Working out where to start is an issue, and there was discussion about how we could use the Commonwealth War Graves Commission data. Key thing is a persistent URL. Can go a long way down the track without talking to others. Internal commitment to persistent URIs. People, places, events, ships can all have a page, and then we can be ready to start linking. We have our own subjects and out in the world are the objects, we just have to agree on the verbs. First, publish data, make it available, then work on linking . What happens if we don’t do this? To have any chance of guiding what happens to our data, we need to be working to get it out, to work with other organisations in this WW100 domain. We also need to let people do stuff with the data, make it available and let people use, and re-use it. Put it within some sort of context, make use of the community of interest that we have here (that is, the organisations represented at this meeting, as well as others who have also expressed interest on both sides of the Tasman). Once we have data in a CSV file, other people can make the RDF.

We need to work out a way to keep in contact. Do we need to set up a Google Group?


Oct 14 2011

LODLAM SF Summit Raw Session Notes


Thanks to Kris Carpenter Negulescu and the team at the Internet Archive, as well as Asa Letourneau, we’re adding an archive of session notes recorded on easel pads during the SF Summit. The images are available through the Public Record Office Victoria Flickr set, and you can also download a Word Doc or .rtf version of the transcriptions. The latter are numbered, though I don’t think we’ve mapped the images to the numbered transcriptions, which may be helpful.


Oct 11 2011

LODLAM Videos & Presentations

There have been a few requests lately for LODLAM presentations, so I wanted to consolidate some of the resources people have pointed out over on the listserv. This is by no means exhaustive, so please feel free to add more in the comments!

Recent Video:

I gave this presentation at the Smithsonian Institution as part of LODLAM-DC. It’s a general intro to the concepts, and we did it specifically to add to our forthcoming Summit proceedings toolbox. The slides are available there too, feel free to use.

The FreeYourMetadata.org crew just released a video as well as a series of screencasts which is targeted at librarians and metadata managers to provide some easy ways to start exploring publishing metadata as Linked Data.

Presentations:

Here’s one hot off the press, Dublin Core 2011 Keynote Presentation: Towards Linked Data for Libraries, Archives & Museums.

Of course, a lot of people are using Slideshare to host their presentations, and if you’re doing so, please use the lodlam tag to describe your presentation, just like the #lodlam hashtag for Twitter. Just by doing a quick search for lodlam, you’ll see a good number show up. You’ll pick up a few more if you search for lod-lam (I so regret ever using that hyphen!).

Finally, Jodi Schneider pointed out this fantastic resource of presentations spanning several years, from the W3C LLD incubator.
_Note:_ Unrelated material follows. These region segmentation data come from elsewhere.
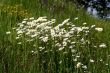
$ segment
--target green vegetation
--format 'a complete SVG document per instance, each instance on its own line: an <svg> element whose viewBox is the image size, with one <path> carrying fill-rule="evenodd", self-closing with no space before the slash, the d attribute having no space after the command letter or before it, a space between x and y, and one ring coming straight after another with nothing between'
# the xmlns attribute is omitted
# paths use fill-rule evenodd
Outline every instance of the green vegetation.
<svg viewBox="0 0 110 73"><path fill-rule="evenodd" d="M54 47L55 41L62 44L64 38L57 37L53 40L49 35L50 32L45 30L43 30L44 34L39 31L41 34L34 39L30 39L30 36L25 33L22 33L22 36L18 34L19 31L16 29L23 30L24 25L20 27L22 24L26 25L27 22L41 16L47 17L44 18L46 20L44 22L56 19L56 22L52 23L52 28L70 18L60 29L65 28L65 31L69 32L71 25L75 25L77 31L74 36L67 37L70 41L78 42L75 43L75 47L70 47L70 49L70 43L67 43L68 45L64 49ZM23 20L24 18L25 20ZM38 24L41 25L44 22ZM18 26L18 23L22 24ZM71 24L70 28L67 24ZM86 29L90 32L88 36L85 36L85 31L78 33L82 27L90 28L93 25L96 26ZM0 73L110 73L109 27L109 20L93 18L83 9L77 10L74 3L66 0L48 0L48 2L45 0L1 0ZM28 28L28 26L26 28L34 29L34 27ZM41 41L40 36L47 37L46 34L49 35L49 41ZM90 43L82 45L80 42L82 38L89 40ZM27 40L29 41L26 42ZM41 50L39 47L46 49ZM72 54L74 51L76 52Z"/></svg>

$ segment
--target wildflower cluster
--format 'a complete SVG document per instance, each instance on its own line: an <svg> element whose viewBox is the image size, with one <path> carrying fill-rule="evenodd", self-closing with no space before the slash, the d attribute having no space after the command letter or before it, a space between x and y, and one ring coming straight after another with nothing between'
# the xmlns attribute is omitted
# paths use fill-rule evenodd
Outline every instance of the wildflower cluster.
<svg viewBox="0 0 110 73"><path fill-rule="evenodd" d="M23 8L21 4L19 5L0 5L1 12L7 13L9 15L15 15L18 17L30 17L30 13Z"/></svg>
<svg viewBox="0 0 110 73"><path fill-rule="evenodd" d="M87 27L85 26L86 23L83 23L83 26L76 26L69 20L66 19L62 23L56 24L55 19L48 20L46 17L39 17L38 19L34 17L25 18L21 23L18 23L16 39L23 37L26 42L34 42L33 46L36 49L31 51L34 54L39 54L38 52L43 54L51 52L54 54L57 52L58 56L65 57L65 60L58 59L59 65L70 59L70 62L75 63L74 68L82 68L86 71L87 65L82 62L84 51L86 52L87 49L94 48L94 46L99 48L107 47L105 43L95 45L92 41L94 38L91 38L92 32L101 32L103 28L95 25ZM42 56L45 56L43 54ZM88 61L94 63L91 57Z"/></svg>

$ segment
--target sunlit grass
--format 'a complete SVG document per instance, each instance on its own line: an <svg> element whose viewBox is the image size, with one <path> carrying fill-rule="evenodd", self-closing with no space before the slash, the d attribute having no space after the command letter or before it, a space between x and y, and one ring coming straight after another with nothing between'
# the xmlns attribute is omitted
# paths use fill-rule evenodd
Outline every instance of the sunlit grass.
<svg viewBox="0 0 110 73"><path fill-rule="evenodd" d="M1 0L0 3L2 5L0 8L0 73L84 73L84 71L86 73L88 71L90 73L110 73L109 20L93 18L83 9L77 10L73 3L63 0L49 0L49 4L40 0ZM31 19L36 20L40 16L47 16L47 21L54 18L56 21L51 25L52 28L67 18L70 18L71 25L79 29L84 26L88 28L92 25L96 26L89 30L88 36L81 31L81 36L75 34L71 39L69 38L71 41L78 42L74 48L72 48L74 42L72 46L71 42L67 43L65 48L54 47L55 40L64 45L64 38L52 39L51 32L46 32L44 28L45 33L40 34L42 38L40 36L36 38L36 35L28 36L25 33L18 36L18 30L16 31L19 28L18 23L25 24L29 19L22 22L24 18L35 17ZM65 28L69 32L71 28L69 27L64 25L60 30ZM34 39L31 39L32 37ZM81 41L85 39L91 41L91 44L82 44Z"/></svg>

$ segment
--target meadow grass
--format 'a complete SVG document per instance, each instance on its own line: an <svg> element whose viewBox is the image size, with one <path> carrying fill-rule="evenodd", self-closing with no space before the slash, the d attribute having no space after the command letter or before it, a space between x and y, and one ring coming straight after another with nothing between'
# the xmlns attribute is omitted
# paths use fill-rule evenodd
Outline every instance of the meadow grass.
<svg viewBox="0 0 110 73"><path fill-rule="evenodd" d="M1 0L0 73L110 73L110 21L94 18L83 9L77 10L74 3L71 2L48 1L46 4L40 0ZM72 51L68 49L70 43L64 50L53 47L55 40L50 37L47 43L42 42L39 38L26 42L27 39L30 39L24 34L20 39L16 39L18 23L22 23L24 18L37 19L41 16L47 16L48 21L52 18L56 19L54 27L70 18L71 23L76 27L96 25L96 27L103 28L103 31L89 30L91 33L87 37L83 32L79 37L73 36L71 40L79 44L75 44L76 47L72 48ZM75 20L77 17L78 19ZM85 23L87 24L83 25ZM66 31L70 30L67 26L64 28ZM40 35L46 36L45 34ZM82 37L89 40L91 44L82 45L80 42ZM59 37L56 38L56 41L63 43L59 39ZM98 47L101 43L105 43L107 47ZM94 45L96 45L95 48ZM39 47L45 47L45 49L37 49ZM72 54L75 50L77 52Z"/></svg>

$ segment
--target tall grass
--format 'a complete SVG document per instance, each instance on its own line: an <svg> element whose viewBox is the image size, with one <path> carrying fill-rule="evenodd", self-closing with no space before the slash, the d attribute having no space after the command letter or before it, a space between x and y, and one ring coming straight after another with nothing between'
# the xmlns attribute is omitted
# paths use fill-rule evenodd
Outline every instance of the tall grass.
<svg viewBox="0 0 110 73"><path fill-rule="evenodd" d="M17 9L16 5L20 5L21 10ZM74 3L64 0L48 0L47 4L40 0L1 0L0 7L0 73L110 73L109 20L93 18L83 9L77 10ZM23 13L14 14L13 10L18 13L27 12L29 16ZM57 51L58 47L53 48L52 45L55 44L53 40L49 40L48 43L43 43L38 39L26 42L28 38L25 35L16 39L18 23L21 23L24 18L35 17L37 19L40 16L47 16L49 20L56 19L53 26L70 18L71 23L77 27L83 27L83 24L87 23L84 26L96 25L104 30L98 33L90 30L88 37L85 37L83 33L80 37L74 36L72 40L80 44L75 44L76 47L72 48L77 50L73 55L71 50L68 50L68 46L63 51ZM75 20L77 17L78 19ZM67 26L64 28L68 29ZM79 39L82 37L92 43L81 45ZM56 41L61 43L57 38ZM101 43L106 43L107 47L97 47ZM95 44L97 46L93 48ZM42 46L46 49L40 51L38 48Z"/></svg>

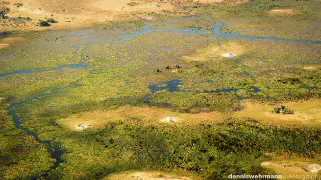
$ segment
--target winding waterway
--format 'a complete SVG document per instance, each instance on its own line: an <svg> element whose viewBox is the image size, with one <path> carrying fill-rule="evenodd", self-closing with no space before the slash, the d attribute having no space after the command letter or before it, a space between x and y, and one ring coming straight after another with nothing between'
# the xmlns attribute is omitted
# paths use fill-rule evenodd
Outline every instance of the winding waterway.
<svg viewBox="0 0 321 180"><path fill-rule="evenodd" d="M126 40L130 39L131 38L133 38L137 36L143 35L146 33L148 33L150 32L152 32L154 31L161 31L170 32L172 33L179 33L186 34L193 34L195 35L213 36L215 37L215 38L217 38L218 37L221 37L223 38L246 38L250 40L282 40L282 41L291 41L291 42L309 42L311 43L321 44L321 41L311 41L308 40L286 39L275 38L272 37L265 38L265 37L253 37L253 36L242 36L237 34L232 33L230 32L226 32L226 33L223 33L221 32L221 27L222 25L223 25L224 24L225 24L224 23L218 22L216 22L215 24L213 24L215 25L213 29L188 28L187 29L181 30L172 30L164 29L151 28L150 28L148 25L146 24L142 27L143 29L141 30L137 31L129 34L123 34L118 36L118 40L121 40L121 41ZM74 47L76 49L76 52L79 51L79 48L80 48L79 47L81 46L81 45L84 45L74 46ZM160 47L160 48L165 50L170 49L170 48L168 47ZM14 74L24 74L25 73L32 73L35 72L44 72L44 71L52 71L52 70L57 70L65 68L86 68L88 65L88 63L81 63L81 64L74 64L71 65L64 65L64 66L61 66L55 68L50 69L50 70L30 70L30 69L24 70L19 71L12 72L0 74L0 78L3 78L6 76L9 76ZM184 91L181 90L178 86L180 84L180 82L181 81L179 80L173 80L165 83L166 85L166 86L159 87L157 85L152 85L149 87L149 89L151 90L152 93L156 91L162 90L168 90L170 92ZM70 86L71 86L71 85L72 84L71 84ZM310 92L310 91L312 89L316 89L317 88L300 87L299 88L308 89L309 89ZM258 88L256 87L253 87L252 89L253 90L247 90L247 92L254 92L254 93L258 93L261 91L260 90L259 90ZM22 126L21 125L21 119L18 116L16 112L13 110L13 109L14 108L19 107L25 103L27 103L31 101L38 99L42 97L50 95L60 90L61 90L61 89L55 89L52 91L51 91L51 93L49 94L39 96L32 99L27 100L26 101L23 101L19 103L13 104L11 105L10 107L5 109L6 111L8 111L9 112L9 115L11 115L13 117L13 120L14 121L16 127L17 127L17 129L25 131L27 135L34 136L36 141L40 143L45 144L47 147L48 151L50 152L52 157L56 160L56 162L54 163L54 165L46 173L42 175L42 177L43 177L44 178L47 177L48 173L49 172L52 170L53 169L55 169L59 165L59 163L61 162L61 155L63 154L63 152L60 150L59 150L58 147L56 146L53 146L50 141L44 141L42 140L41 139L39 139L37 134L36 134L35 133L31 132L30 130L25 129L24 128L23 126ZM205 91L205 92L201 92L202 93L210 93L210 92L230 93L232 92L236 92L236 91L237 91L239 90L244 90L244 89L222 89L222 90L215 91L215 92ZM52 150L52 149L53 149L53 151ZM38 178L39 177L37 178Z"/></svg>

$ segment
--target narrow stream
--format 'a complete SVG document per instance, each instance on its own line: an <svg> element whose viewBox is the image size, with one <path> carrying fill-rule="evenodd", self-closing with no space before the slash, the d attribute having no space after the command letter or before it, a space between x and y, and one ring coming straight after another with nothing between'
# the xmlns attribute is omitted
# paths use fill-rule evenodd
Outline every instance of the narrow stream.
<svg viewBox="0 0 321 180"><path fill-rule="evenodd" d="M307 40L286 39L274 38L272 37L263 38L263 37L247 36L241 36L237 34L234 34L229 32L222 33L221 32L221 27L222 25L223 25L224 24L225 24L223 23L216 22L216 24L215 24L215 25L214 26L214 28L212 30L204 29L197 29L196 28L188 28L186 30L181 30L179 31L175 31L175 30L171 30L163 29L151 28L148 26L148 25L146 24L143 27L143 30L134 32L130 34L122 35L118 36L118 37L119 38L119 40L128 40L131 38L134 38L136 36L142 35L145 33L148 33L149 32L151 32L153 31L162 31L170 32L173 33L179 33L187 34L194 34L196 35L207 35L207 36L215 36L216 38L217 38L218 37L221 37L223 38L246 38L251 40L256 40L256 39L266 40L266 40L282 40L282 41L299 42L310 42L312 43L315 43L318 44L321 44L321 41L314 41ZM81 46L84 45L81 45L74 46L74 48L78 49L78 50L76 50L76 52L79 50L79 49ZM170 48L166 47L161 47L159 48L160 49L163 49L164 50L167 50L170 49ZM58 68L50 70L24 70L19 71L12 72L0 74L0 78L5 77L6 76L13 75L13 74L23 74L25 73L31 73L34 72L44 72L44 71L59 70L67 67L72 68L86 68L88 64L88 63L81 63L81 64L74 64L71 65L64 65L64 66L60 66ZM190 92L190 91L184 91L180 89L180 88L178 87L178 85L180 84L181 82L181 81L179 80L177 80L177 79L173 80L165 83L165 84L166 84L166 86L164 86L160 87L158 85L152 85L152 86L150 86L148 87L148 88L151 90L152 92L151 94L152 94L152 93L157 91L162 90L168 90L169 92L180 92L180 91ZM70 86L71 86L72 84L72 83L71 84ZM165 85L164 83L163 85ZM306 88L300 87L300 88ZM311 88L311 89L312 88ZM247 92L254 92L254 93L257 93L259 92L261 92L261 90L260 90L258 88L256 87L252 87L252 89L253 90L247 90ZM13 117L13 120L14 121L15 125L17 127L17 129L25 131L27 135L34 136L36 141L40 143L45 144L45 145L47 147L47 149L48 149L49 152L50 152L52 157L56 160L56 162L54 163L53 166L51 167L48 171L47 171L45 174L43 174L41 176L41 177L44 178L46 178L48 176L48 172L51 171L53 169L55 169L59 165L59 163L61 162L61 157L62 155L63 154L63 152L60 150L57 147L53 147L50 141L44 141L41 140L40 139L39 139L38 135L35 133L31 132L30 130L24 128L23 127L22 127L21 125L21 122L20 122L21 119L18 116L17 113L16 113L16 112L15 112L14 110L13 110L13 109L14 109L14 108L19 107L25 103L27 103L31 101L38 99L44 96L47 96L48 95L51 95L54 93L55 93L57 90L59 90L61 89L55 89L53 90L52 91L51 91L51 92L49 94L40 95L32 99L27 100L25 101L23 101L19 103L13 104L11 105L10 107L5 109L5 110L8 111L9 112L9 114L12 115ZM200 92L201 93L230 92L230 93L232 92L236 92L236 91L237 91L239 90L244 90L244 89L222 89L222 90L219 91L204 91L204 92L199 92L200 93ZM147 99L147 101L148 102L149 102L148 98ZM53 150L53 151L52 150ZM34 179L34 180L36 180L39 178L39 177L36 178Z"/></svg>
<svg viewBox="0 0 321 180"><path fill-rule="evenodd" d="M23 70L19 71L12 72L7 73L0 74L0 78L3 77L4 76L9 76L10 75L22 74L25 74L25 73L35 72L39 72L50 71L51 70L60 70L63 68L67 68L67 67L71 68L83 68L84 69L86 69L87 68L87 65L88 63L86 63L77 64L75 65L64 65L64 66L59 66L58 68L49 70Z"/></svg>
<svg viewBox="0 0 321 180"><path fill-rule="evenodd" d="M275 38L273 37L255 37L249 36L242 36L238 34L232 33L230 32L222 33L221 32L221 27L222 25L225 25L225 23L217 22L214 25L214 28L213 29L197 29L196 28L190 28L186 30L182 30L179 31L165 29L154 29L150 28L148 25L145 24L143 26L143 30L140 31L136 31L131 34L123 34L118 36L121 40L128 40L133 38L137 36L139 36L145 33L148 33L149 32L153 31L166 31L173 33L178 33L182 34L195 34L196 35L207 35L207 36L213 36L216 37L221 37L223 38L244 38L248 39L250 40L282 40L286 41L293 41L297 42L310 42L317 44L321 44L321 41L311 41L308 40L296 40L296 39L282 39Z"/></svg>
<svg viewBox="0 0 321 180"><path fill-rule="evenodd" d="M72 84L71 84L70 86L71 86ZM39 138L38 137L38 135L35 133L30 131L27 129L25 129L23 127L22 127L21 125L21 122L20 122L21 118L18 116L18 115L17 115L16 112L15 112L14 111L13 111L12 109L14 108L19 107L19 106L21 106L24 104L27 103L32 101L38 99L42 97L51 95L54 93L55 93L56 91L60 90L61 90L61 89L55 89L52 90L49 94L47 95L40 95L38 97L36 97L31 99L28 99L27 100L26 100L25 101L23 101L19 103L12 104L9 107L5 109L6 111L8 111L9 112L9 115L12 115L12 117L13 117L13 121L15 123L15 125L17 127L17 129L19 129L25 132L27 135L31 135L34 137L37 142L38 142L42 144L44 144L46 145L46 146L47 146L47 149L48 150L48 151L50 153L52 158L56 160L56 162L54 162L53 166L52 166L50 169L48 170L45 174L43 174L41 176L44 178L46 178L48 176L48 172L51 171L53 169L55 169L59 165L60 162L61 162L61 155L62 155L63 154L63 152L61 151L60 150L59 150L59 149L58 147L53 147L50 141L43 141L42 140L39 139ZM52 149L53 149L53 151L52 150ZM36 177L33 179L32 180L35 180L39 178L40 177Z"/></svg>

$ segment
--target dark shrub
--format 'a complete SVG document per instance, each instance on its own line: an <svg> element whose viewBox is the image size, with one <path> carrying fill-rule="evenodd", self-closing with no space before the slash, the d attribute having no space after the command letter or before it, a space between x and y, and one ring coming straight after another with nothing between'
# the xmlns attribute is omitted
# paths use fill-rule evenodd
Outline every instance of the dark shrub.
<svg viewBox="0 0 321 180"><path fill-rule="evenodd" d="M44 20L41 20L39 22L39 24L40 24L41 26L49 26L50 25L49 23L45 21Z"/></svg>

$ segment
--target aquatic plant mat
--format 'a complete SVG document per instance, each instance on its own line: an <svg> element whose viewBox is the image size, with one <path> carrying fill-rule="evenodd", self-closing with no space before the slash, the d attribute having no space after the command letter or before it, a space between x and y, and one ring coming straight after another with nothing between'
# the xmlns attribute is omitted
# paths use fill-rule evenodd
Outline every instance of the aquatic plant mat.
<svg viewBox="0 0 321 180"><path fill-rule="evenodd" d="M0 34L0 179L321 175L320 0L126 3Z"/></svg>

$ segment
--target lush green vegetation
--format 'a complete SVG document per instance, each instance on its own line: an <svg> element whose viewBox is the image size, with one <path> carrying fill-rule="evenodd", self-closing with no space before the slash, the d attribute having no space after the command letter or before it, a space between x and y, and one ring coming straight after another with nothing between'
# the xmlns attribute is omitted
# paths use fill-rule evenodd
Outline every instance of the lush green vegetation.
<svg viewBox="0 0 321 180"><path fill-rule="evenodd" d="M155 15L153 21L94 24L85 30L13 33L11 37L19 34L34 40L1 50L0 73L49 70L0 78L0 179L39 177L53 166L52 150L16 130L5 110L32 99L12 110L22 118L24 127L64 152L62 162L49 173L49 179L97 179L131 170L173 170L195 174L200 179L224 179L231 173L271 174L260 163L280 156L321 162L318 126L269 124L237 118L232 112L241 111L240 102L248 99L272 104L276 113L295 113L276 104L320 99L321 45L165 30L129 40L118 37L141 30L144 24L201 30L213 29L216 22L226 22L222 32L320 41L315 21L321 18L320 6L315 0L193 5L183 8L198 16ZM294 15L270 13L278 8L293 9ZM226 58L216 47L230 51L237 47L242 53ZM50 70L84 63L86 68ZM167 66L171 68L165 69ZM169 83L173 80L179 82ZM223 122L162 124L128 115L83 132L57 124L71 115L123 105L191 113L218 111Z"/></svg>

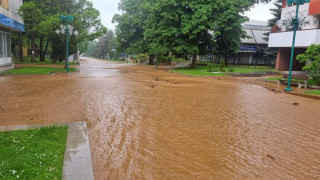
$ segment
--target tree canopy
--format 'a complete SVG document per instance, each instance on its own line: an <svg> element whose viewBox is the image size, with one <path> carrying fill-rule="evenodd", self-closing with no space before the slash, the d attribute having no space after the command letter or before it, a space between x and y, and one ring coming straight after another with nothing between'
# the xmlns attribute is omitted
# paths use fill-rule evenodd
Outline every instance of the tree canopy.
<svg viewBox="0 0 320 180"><path fill-rule="evenodd" d="M243 13L259 0L122 0L113 22L122 50L149 55L174 52L196 57L215 47L234 53L246 37Z"/></svg>
<svg viewBox="0 0 320 180"><path fill-rule="evenodd" d="M101 23L99 11L88 0L24 0L19 14L24 19L25 34L31 39L32 51L36 52L35 44L40 46L41 60L44 60L49 45L53 59L64 59L65 37L55 33L63 24L60 15L73 16L71 25L79 32L78 36L70 37L71 53L75 53L78 50L77 44L85 39L93 40L107 32Z"/></svg>

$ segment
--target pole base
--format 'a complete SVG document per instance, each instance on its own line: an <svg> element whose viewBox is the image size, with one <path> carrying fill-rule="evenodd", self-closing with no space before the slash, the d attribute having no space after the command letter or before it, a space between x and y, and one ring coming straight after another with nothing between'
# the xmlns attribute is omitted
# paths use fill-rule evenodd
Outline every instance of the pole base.
<svg viewBox="0 0 320 180"><path fill-rule="evenodd" d="M292 89L291 88L286 88L286 89L284 89L284 91L290 92L290 91L292 91Z"/></svg>

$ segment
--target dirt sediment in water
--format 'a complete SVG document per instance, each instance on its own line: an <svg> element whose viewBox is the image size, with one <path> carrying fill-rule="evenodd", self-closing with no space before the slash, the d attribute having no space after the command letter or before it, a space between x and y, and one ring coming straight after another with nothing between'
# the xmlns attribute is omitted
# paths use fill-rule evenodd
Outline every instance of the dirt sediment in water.
<svg viewBox="0 0 320 180"><path fill-rule="evenodd" d="M320 179L320 101L284 88L87 58L0 76L0 125L86 121L96 179Z"/></svg>

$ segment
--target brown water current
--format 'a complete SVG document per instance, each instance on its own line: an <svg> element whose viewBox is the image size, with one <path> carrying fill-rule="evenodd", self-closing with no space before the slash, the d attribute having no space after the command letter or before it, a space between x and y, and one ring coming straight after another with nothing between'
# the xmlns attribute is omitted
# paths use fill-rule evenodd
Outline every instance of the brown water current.
<svg viewBox="0 0 320 180"><path fill-rule="evenodd" d="M320 179L320 101L283 88L87 58L0 76L0 125L86 121L95 179Z"/></svg>

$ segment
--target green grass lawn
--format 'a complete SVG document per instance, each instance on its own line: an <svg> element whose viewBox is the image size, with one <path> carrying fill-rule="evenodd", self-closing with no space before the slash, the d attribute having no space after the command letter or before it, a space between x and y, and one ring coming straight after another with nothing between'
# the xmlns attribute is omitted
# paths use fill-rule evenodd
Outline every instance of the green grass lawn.
<svg viewBox="0 0 320 180"><path fill-rule="evenodd" d="M55 62L52 63L51 58L45 58L45 61L40 61L40 58L36 58L36 62L33 63L31 62L31 57L25 57L23 62L20 62L18 59L15 59L15 64L37 64L37 65L43 65L43 64L57 64L57 65L64 65L64 61L63 62ZM77 63L73 63L73 62L69 62L69 65L77 65Z"/></svg>
<svg viewBox="0 0 320 180"><path fill-rule="evenodd" d="M320 90L305 91L304 93L320 96Z"/></svg>
<svg viewBox="0 0 320 180"><path fill-rule="evenodd" d="M266 70L271 70L270 68L264 67L243 67L243 66L227 66L224 68L226 72L233 71L233 73L255 73L255 72L265 72ZM214 65L213 71L218 73L207 72L206 66L198 66L196 69L183 68L183 69L173 69L170 72L187 74L192 76L226 76L227 73L219 72L219 65Z"/></svg>
<svg viewBox="0 0 320 180"><path fill-rule="evenodd" d="M62 179L68 127L0 133L0 179Z"/></svg>
<svg viewBox="0 0 320 180"><path fill-rule="evenodd" d="M70 72L75 72L76 68L69 68ZM53 72L66 71L64 68L53 67L23 67L3 72L3 74L51 74Z"/></svg>

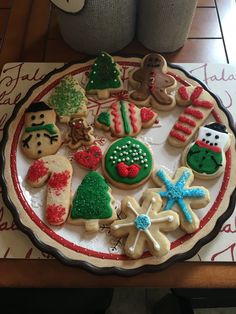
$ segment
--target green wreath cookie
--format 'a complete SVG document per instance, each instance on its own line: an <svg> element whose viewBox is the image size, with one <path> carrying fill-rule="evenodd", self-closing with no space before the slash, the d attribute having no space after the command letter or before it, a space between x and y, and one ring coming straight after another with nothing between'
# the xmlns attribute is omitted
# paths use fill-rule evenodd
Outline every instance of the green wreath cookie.
<svg viewBox="0 0 236 314"><path fill-rule="evenodd" d="M109 146L102 167L106 179L114 186L134 189L148 180L152 164L152 154L144 143L124 137Z"/></svg>

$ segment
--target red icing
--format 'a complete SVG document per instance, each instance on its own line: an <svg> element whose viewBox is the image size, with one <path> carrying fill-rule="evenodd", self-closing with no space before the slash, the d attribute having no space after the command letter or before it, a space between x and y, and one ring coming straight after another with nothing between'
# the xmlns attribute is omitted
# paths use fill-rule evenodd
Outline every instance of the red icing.
<svg viewBox="0 0 236 314"><path fill-rule="evenodd" d="M193 127L195 127L196 126L196 122L195 121L193 121L192 119L189 119L189 118L187 118L187 117L185 117L185 116L179 116L179 121L180 122L183 122L183 123L186 123L186 124L188 124L188 125L190 125L190 126L193 126Z"/></svg>
<svg viewBox="0 0 236 314"><path fill-rule="evenodd" d="M178 90L178 93L183 100L189 100L189 94L185 86L181 86Z"/></svg>
<svg viewBox="0 0 236 314"><path fill-rule="evenodd" d="M126 165L124 162L120 162L116 165L117 171L121 177L135 178L137 177L140 166L133 164L131 166Z"/></svg>
<svg viewBox="0 0 236 314"><path fill-rule="evenodd" d="M201 95L202 91L203 91L203 88L201 86L195 87L190 99L194 101Z"/></svg>
<svg viewBox="0 0 236 314"><path fill-rule="evenodd" d="M174 128L176 130L182 131L182 132L184 132L185 134L188 134L188 135L192 133L191 128L186 127L186 126L184 126L184 125L182 125L182 124L180 124L178 122L175 123Z"/></svg>
<svg viewBox="0 0 236 314"><path fill-rule="evenodd" d="M98 146L91 146L87 151L76 152L74 159L79 165L96 170L102 159L102 151Z"/></svg>
<svg viewBox="0 0 236 314"><path fill-rule="evenodd" d="M199 147L204 147L204 148L208 148L210 150L213 150L214 152L217 152L217 153L221 153L221 148L220 147L216 147L216 146L211 146L203 141L196 141L196 144L199 146Z"/></svg>
<svg viewBox="0 0 236 314"><path fill-rule="evenodd" d="M193 101L193 106L196 107L203 107L203 108L208 108L208 109L213 109L214 105L207 100L199 100L199 99L195 99Z"/></svg>
<svg viewBox="0 0 236 314"><path fill-rule="evenodd" d="M48 168L45 167L45 162L42 159L36 160L29 168L27 180L37 182L40 178L48 174Z"/></svg>
<svg viewBox="0 0 236 314"><path fill-rule="evenodd" d="M184 135L180 134L178 131L175 131L175 130L171 130L170 136L177 138L181 142L186 141L186 137Z"/></svg>
<svg viewBox="0 0 236 314"><path fill-rule="evenodd" d="M196 110L196 109L193 109L191 107L186 108L184 110L184 113L190 114L199 120L204 118L204 115L200 110Z"/></svg>
<svg viewBox="0 0 236 314"><path fill-rule="evenodd" d="M148 122L154 117L155 113L146 107L141 109L141 119L142 122Z"/></svg>
<svg viewBox="0 0 236 314"><path fill-rule="evenodd" d="M46 208L46 219L50 224L62 224L65 219L63 216L66 214L65 207L57 204L50 204Z"/></svg>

Thanks to everyone for sharing your presentations and pointing out the ones you’re seeing out in the wild!


Oct 1 2011

LODLAM on the Radio

Mia Ridge was featured on the September 27 Outriders radio show, “BBC Radio 5 live’s programme dedicated to exploring the frontiers of the web.” In addition to giving a rundown on what Linked Open Data in libraries, archives, and museums entails, she was also able to promote the upcoming LODLAM-London meetup with Open Knowledge Foundation, and the Metadata Licensing Clinic.

You can download the podcast or stream it here, just look for the 27 September show, “Linked to Relaxation.”


Sep 28 2011

Free Your Metadata

I just found out about the fabulous Free Your Metadata project this week, and am very excited to see these kinds of actionable workshops popping up around the world–and big ups to these guys for developing screencasts that show how people can use free and open source tools to create Linked Data from library, archive and museum metadata now!

Seb Chan posted an interview with Seth van Hooland with the catchy title: Things clever people do with your data #65535: Introducing ‘Free Your Metadata’ which is well worth a read.